Un mio articolo su Repubblica di oggi
Franco Buccino
REPUBBLiCA ed.Napoli 10 maggio 2021
Le scuole aperte d’estate è un’idea che ci affascina da sempre. Figuriamoci dopo un anno scolastico maledetto che ancora vede, soprattutto nella nostra regione, migliaia di studenti fuori dalle aule.
Ci affascina perché tanti ragazzi, soprattutto quelli più fragili, non possono stare tre mesi e più senza scuola.
E anche perché non ha senso affidare tanti altri ragazzi ad “agenzie esterne” che organizzano dai campi estivi alle vacanze studio all’estero, alle ripetizioni private, esautorando le scuole, togliendo loro la “titolarità” e comunque non coinvolgendole nella definizione e valutazione di attività che sono di formazione e di educazione.
È una buona notizia, o meglio un segnale di attenzione, dopo lunghi mesi di enormi ambiguità.
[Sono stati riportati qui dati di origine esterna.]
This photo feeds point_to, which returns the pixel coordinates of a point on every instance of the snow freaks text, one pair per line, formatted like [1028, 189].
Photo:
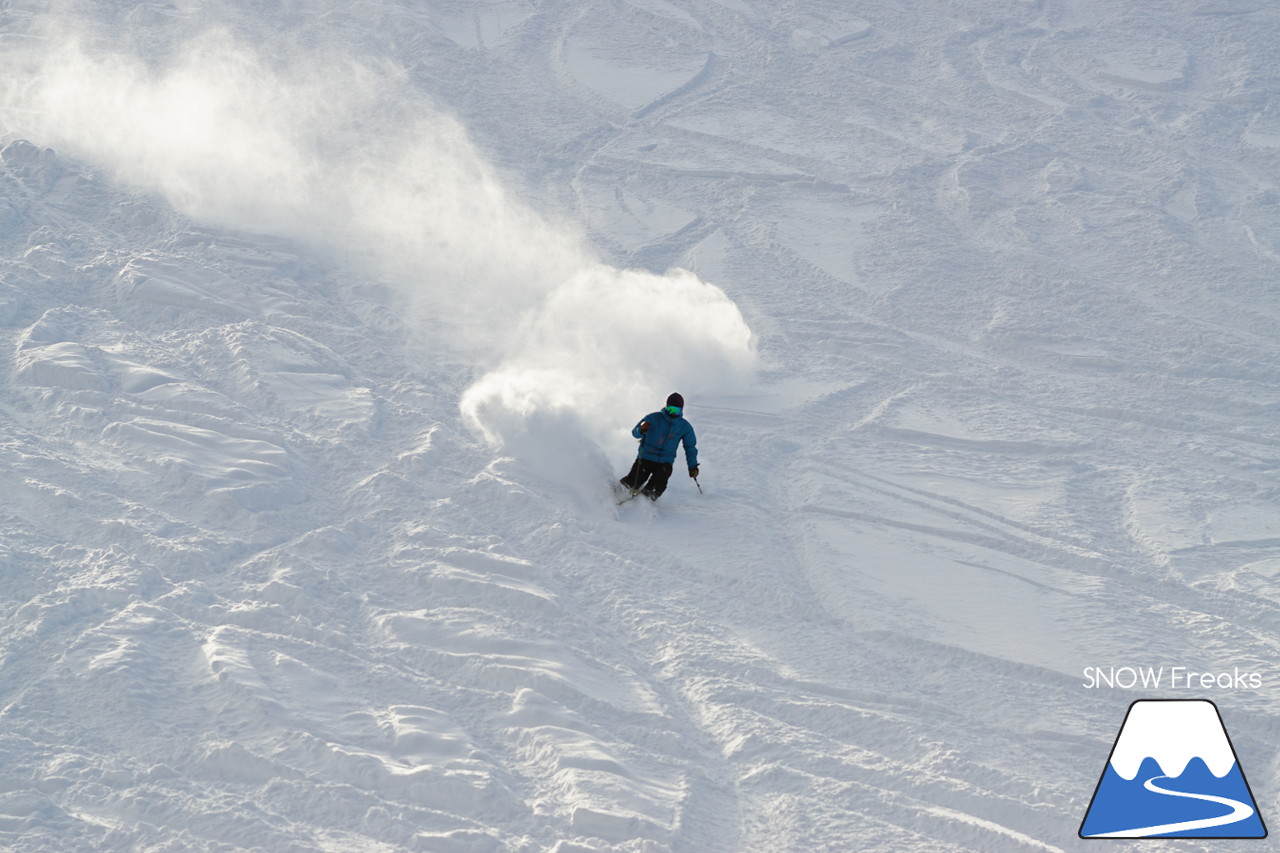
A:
[1169, 678]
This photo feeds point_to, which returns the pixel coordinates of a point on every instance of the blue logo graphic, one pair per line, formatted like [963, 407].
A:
[1173, 772]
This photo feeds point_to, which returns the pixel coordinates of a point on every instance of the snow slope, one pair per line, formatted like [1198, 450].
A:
[324, 325]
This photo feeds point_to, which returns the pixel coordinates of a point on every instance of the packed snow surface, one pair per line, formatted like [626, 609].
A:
[324, 327]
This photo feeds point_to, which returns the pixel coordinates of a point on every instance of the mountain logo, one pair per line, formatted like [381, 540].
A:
[1173, 772]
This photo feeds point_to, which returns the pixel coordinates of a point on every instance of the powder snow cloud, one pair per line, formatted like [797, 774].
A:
[347, 155]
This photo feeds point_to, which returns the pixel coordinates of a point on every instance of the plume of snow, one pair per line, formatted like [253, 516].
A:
[347, 156]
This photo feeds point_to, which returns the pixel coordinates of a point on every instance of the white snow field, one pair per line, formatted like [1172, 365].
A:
[324, 327]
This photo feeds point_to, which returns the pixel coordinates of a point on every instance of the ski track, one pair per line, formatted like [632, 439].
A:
[1011, 269]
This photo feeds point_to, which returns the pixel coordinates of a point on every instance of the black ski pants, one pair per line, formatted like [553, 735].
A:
[648, 477]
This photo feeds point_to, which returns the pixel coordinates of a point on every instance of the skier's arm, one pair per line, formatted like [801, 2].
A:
[690, 446]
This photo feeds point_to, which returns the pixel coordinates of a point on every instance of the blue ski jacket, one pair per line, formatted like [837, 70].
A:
[664, 433]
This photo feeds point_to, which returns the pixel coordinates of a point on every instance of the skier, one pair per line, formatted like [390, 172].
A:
[659, 433]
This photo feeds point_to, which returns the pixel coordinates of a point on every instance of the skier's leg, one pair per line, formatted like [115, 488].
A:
[632, 478]
[658, 484]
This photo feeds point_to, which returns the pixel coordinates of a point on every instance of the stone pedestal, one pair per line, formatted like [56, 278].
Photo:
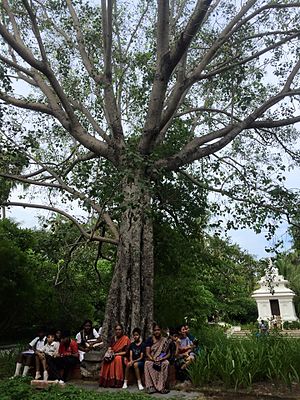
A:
[274, 298]
[91, 364]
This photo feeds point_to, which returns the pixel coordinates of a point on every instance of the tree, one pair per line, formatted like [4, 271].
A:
[121, 98]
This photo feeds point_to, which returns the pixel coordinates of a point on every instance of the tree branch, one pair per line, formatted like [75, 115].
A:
[58, 211]
[228, 194]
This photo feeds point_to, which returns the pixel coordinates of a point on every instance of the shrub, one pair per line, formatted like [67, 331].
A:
[291, 325]
[238, 363]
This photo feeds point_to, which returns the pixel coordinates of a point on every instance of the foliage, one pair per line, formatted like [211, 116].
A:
[291, 325]
[200, 277]
[36, 287]
[238, 363]
[19, 389]
[121, 100]
[288, 265]
[8, 361]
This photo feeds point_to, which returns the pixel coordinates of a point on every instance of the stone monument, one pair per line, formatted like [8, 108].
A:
[273, 298]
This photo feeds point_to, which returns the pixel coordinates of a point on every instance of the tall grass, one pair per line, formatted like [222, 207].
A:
[8, 360]
[238, 363]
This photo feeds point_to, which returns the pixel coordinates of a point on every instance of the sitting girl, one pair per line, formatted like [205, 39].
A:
[49, 350]
[136, 358]
[87, 339]
[111, 373]
[185, 353]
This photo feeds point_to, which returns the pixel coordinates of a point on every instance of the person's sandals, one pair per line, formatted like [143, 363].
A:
[150, 390]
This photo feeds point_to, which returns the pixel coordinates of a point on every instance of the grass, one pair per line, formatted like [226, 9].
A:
[20, 389]
[8, 361]
[238, 363]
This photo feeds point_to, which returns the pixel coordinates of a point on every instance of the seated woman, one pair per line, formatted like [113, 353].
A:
[27, 358]
[49, 350]
[111, 373]
[157, 364]
[185, 354]
[67, 359]
[87, 339]
[136, 358]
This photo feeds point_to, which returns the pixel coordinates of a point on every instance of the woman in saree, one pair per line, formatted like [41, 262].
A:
[157, 364]
[112, 370]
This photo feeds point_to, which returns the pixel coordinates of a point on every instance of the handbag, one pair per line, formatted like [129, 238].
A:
[156, 366]
[109, 356]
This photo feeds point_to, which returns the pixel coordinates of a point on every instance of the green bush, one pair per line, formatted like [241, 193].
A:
[8, 361]
[291, 325]
[20, 389]
[238, 363]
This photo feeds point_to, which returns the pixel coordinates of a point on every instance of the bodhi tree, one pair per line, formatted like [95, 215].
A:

Ci fa per un po’ mettere da parte grandi riserve e dubbi che ci vengono spontanei. 520 milioni di dotazione sono molto pochi rispetto agli ambiziosi obiettivi che si pone il piano, addirittura di una scuola nuova. Sono soldi già “non spesi”, parte di fondi europei, di complicata gestione e rendicontazione. La circolare è arrivata da una settimana e tra altre due e mezzo le scuole devono aver già preso contatto con altri partner, aver trovato il personale disponibile e aver deliberato le attività.
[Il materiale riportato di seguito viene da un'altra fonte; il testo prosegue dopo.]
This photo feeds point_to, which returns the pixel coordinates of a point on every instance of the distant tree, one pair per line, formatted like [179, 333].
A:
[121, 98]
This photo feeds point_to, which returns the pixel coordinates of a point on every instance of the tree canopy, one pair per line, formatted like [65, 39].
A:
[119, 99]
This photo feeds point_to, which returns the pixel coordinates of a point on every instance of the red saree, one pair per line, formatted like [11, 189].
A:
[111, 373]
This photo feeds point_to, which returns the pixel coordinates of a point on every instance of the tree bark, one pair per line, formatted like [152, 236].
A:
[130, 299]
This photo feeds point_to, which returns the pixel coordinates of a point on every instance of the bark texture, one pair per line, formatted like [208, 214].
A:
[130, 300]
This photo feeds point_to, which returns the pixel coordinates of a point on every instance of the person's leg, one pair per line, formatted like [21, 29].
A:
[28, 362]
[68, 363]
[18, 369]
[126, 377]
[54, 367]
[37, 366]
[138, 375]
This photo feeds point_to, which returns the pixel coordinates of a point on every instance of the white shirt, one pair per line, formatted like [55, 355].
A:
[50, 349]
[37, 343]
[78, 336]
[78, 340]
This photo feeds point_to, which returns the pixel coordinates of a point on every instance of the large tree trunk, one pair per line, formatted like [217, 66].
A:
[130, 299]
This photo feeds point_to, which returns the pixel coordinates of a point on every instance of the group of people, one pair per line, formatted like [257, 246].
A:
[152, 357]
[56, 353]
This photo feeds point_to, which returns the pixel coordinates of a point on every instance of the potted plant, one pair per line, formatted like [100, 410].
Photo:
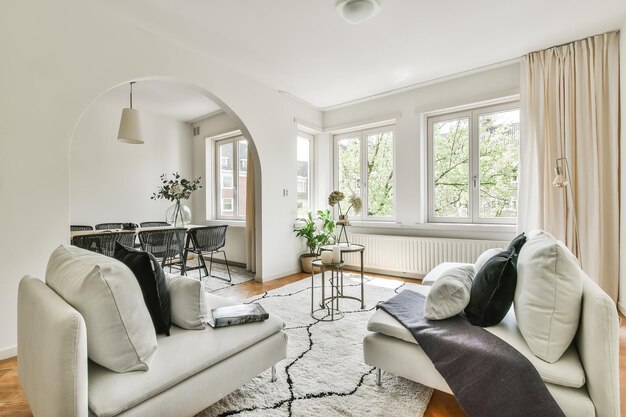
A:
[316, 233]
[354, 201]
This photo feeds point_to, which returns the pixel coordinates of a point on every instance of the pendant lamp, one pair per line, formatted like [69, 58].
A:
[130, 128]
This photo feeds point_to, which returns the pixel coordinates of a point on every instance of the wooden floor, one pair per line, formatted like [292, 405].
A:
[13, 403]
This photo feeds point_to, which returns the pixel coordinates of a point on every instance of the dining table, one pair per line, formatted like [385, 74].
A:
[136, 230]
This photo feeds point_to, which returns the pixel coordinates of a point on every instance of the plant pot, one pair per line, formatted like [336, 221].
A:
[178, 215]
[306, 260]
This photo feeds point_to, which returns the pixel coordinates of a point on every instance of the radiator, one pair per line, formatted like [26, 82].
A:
[414, 256]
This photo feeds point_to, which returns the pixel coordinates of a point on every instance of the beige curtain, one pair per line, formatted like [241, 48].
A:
[570, 108]
[250, 219]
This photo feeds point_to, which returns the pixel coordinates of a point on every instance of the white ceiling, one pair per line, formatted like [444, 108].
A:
[166, 98]
[304, 48]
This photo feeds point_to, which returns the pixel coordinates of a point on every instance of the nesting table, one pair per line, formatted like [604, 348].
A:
[336, 282]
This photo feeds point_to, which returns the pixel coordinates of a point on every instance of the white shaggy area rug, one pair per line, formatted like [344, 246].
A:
[324, 373]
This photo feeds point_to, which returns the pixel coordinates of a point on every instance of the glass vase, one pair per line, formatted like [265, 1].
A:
[178, 215]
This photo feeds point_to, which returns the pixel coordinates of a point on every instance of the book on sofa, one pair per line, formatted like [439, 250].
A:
[237, 314]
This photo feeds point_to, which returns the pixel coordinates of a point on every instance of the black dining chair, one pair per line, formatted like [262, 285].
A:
[79, 227]
[208, 239]
[104, 242]
[153, 224]
[166, 244]
[105, 226]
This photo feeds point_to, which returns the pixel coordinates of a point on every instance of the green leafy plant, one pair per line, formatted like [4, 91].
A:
[317, 231]
[354, 201]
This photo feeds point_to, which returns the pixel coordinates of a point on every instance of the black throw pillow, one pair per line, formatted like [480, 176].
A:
[493, 290]
[153, 285]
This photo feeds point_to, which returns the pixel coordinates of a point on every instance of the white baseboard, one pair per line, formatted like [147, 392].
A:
[8, 352]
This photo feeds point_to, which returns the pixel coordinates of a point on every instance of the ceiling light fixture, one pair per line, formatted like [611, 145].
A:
[130, 128]
[357, 11]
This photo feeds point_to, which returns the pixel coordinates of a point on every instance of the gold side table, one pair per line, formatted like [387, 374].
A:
[329, 306]
[351, 248]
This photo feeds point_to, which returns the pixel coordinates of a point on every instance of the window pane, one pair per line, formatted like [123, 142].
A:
[226, 178]
[451, 168]
[243, 177]
[349, 166]
[499, 136]
[380, 174]
[303, 150]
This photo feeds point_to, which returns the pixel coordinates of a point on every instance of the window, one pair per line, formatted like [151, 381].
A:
[303, 187]
[231, 177]
[364, 165]
[227, 204]
[473, 157]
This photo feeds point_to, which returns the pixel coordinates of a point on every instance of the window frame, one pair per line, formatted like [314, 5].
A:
[362, 135]
[472, 114]
[310, 179]
[218, 186]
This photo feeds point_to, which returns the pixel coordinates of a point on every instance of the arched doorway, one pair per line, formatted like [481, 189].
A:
[111, 181]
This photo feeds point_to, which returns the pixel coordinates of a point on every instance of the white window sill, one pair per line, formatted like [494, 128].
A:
[374, 223]
[232, 223]
[467, 227]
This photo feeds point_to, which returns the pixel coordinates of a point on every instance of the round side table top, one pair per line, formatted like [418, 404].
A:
[352, 247]
[319, 263]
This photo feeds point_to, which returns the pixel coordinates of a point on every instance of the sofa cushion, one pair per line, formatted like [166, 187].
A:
[517, 243]
[120, 334]
[450, 294]
[439, 270]
[188, 302]
[484, 257]
[151, 279]
[567, 372]
[180, 356]
[548, 297]
[493, 290]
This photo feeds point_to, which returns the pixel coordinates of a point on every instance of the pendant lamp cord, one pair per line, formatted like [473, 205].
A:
[131, 94]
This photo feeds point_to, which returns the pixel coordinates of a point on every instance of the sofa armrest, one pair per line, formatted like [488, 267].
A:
[51, 352]
[597, 341]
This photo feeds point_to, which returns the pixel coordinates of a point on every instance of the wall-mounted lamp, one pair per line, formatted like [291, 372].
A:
[130, 128]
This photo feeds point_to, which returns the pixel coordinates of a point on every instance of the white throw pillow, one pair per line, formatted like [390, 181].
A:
[438, 271]
[548, 296]
[188, 302]
[484, 257]
[120, 333]
[450, 294]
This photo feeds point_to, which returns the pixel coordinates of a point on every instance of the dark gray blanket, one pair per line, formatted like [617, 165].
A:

L’iniziativa piomba sulle solite due Italie: una abituata alle attività estive per i propri studenti, con enti locali sensibili e risorse adeguate; l’altra con i ragazzi per strada o davanti a televisione e telefonino, al massimo qualcuno in colonia, gestita da qualche prete dinamico e coraggioso.
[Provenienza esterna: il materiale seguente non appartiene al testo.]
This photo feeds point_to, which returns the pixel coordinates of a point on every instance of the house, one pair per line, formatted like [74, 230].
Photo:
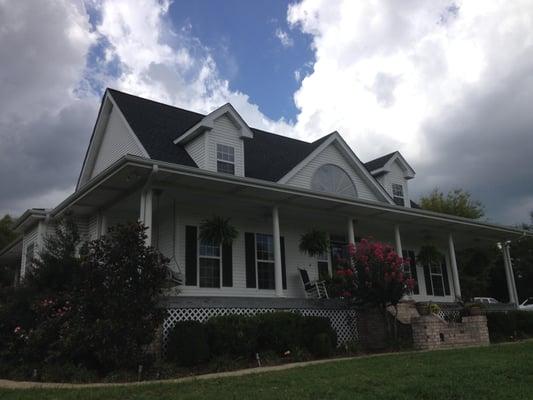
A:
[172, 168]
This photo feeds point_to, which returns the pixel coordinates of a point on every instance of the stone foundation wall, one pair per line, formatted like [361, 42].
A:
[431, 332]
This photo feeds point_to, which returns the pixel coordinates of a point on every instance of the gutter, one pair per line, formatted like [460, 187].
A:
[161, 166]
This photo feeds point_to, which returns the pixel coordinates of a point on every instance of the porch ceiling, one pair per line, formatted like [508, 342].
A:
[130, 174]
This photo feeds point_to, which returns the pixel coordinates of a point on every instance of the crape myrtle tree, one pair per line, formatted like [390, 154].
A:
[94, 305]
[373, 275]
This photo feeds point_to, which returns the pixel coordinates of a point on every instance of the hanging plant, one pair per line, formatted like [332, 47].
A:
[314, 243]
[429, 254]
[218, 230]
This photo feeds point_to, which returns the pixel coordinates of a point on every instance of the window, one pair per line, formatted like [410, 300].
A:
[437, 281]
[28, 263]
[225, 159]
[209, 264]
[332, 179]
[265, 261]
[397, 194]
[410, 268]
[323, 265]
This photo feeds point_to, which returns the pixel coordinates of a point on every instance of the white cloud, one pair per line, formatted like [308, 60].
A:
[47, 104]
[414, 75]
[284, 38]
[45, 116]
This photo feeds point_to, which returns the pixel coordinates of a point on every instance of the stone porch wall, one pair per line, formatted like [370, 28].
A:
[431, 332]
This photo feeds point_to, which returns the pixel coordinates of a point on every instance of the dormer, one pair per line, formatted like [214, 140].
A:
[393, 173]
[216, 142]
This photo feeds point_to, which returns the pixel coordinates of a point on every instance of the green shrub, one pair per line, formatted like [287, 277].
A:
[279, 331]
[321, 346]
[234, 335]
[187, 343]
[313, 326]
[511, 325]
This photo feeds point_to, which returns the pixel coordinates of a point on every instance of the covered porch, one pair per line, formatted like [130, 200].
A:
[168, 198]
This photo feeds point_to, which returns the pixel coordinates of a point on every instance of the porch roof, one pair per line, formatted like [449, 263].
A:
[131, 173]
L’ottimo ministro Bianchi ha messo 520 milioni a disposizione per il piano scuola estate 2021, ma ha qualche difficoltà in più ad offrire più tempo scuola, laboratori, aule e palestre alle istituzioni scolastiche del Sud.
E noi siamo costretti a subire, in incontri nazionali, il disappunto di regioni del centro nord per la maggior quota di risorse al Sud, secondo la logica dei fondi europei. E il sorrisino nei nostri confronti, che al solito neanche riusciremo a spenderli, quei soldi.
È venuto il momento di cominciare ad accettare le sfide. Anche se dovessimo rimanere sul campo: poche scuole, qualche Centro per l’istruzione degli adulti, alcune associazioni e un paio di enti locali ”illuminati”.
Noi abbiamo un obiettivo prioritario. Che viene prima di rinforzi disciplinari e delle attività del c.a.m.p.u.s. Si tratta del riavvicinamento tra scuola e studenti, della riappropriazione da parte dei ragazzi dello spazio scuola.
E non mi stancherò mai di ripetere dell’esperienza fatta un po’ di anni fa con “Vivi la scuola!”, un breve periodo di vita scolastica in cui i ragazzi facevano esclusivamente le cose che piacevano loro. Recite, canzoni, attività sportive, visione di film, esperimenti di laboratorio. Individuammo e perseguimmo più obiettivi disciplinari, specifici e generali, in quelle attività, che non nel resto delle lezioni dell’intero anno.
E ci capitò di ritrovare le più profonde motivazioni della nostra professione nel condividere e toccare con mano le emozioni di qualche centinaio tra preadolescenti e adolescenti che assistevano alle vicende dei protagonisti di “Stand by me”.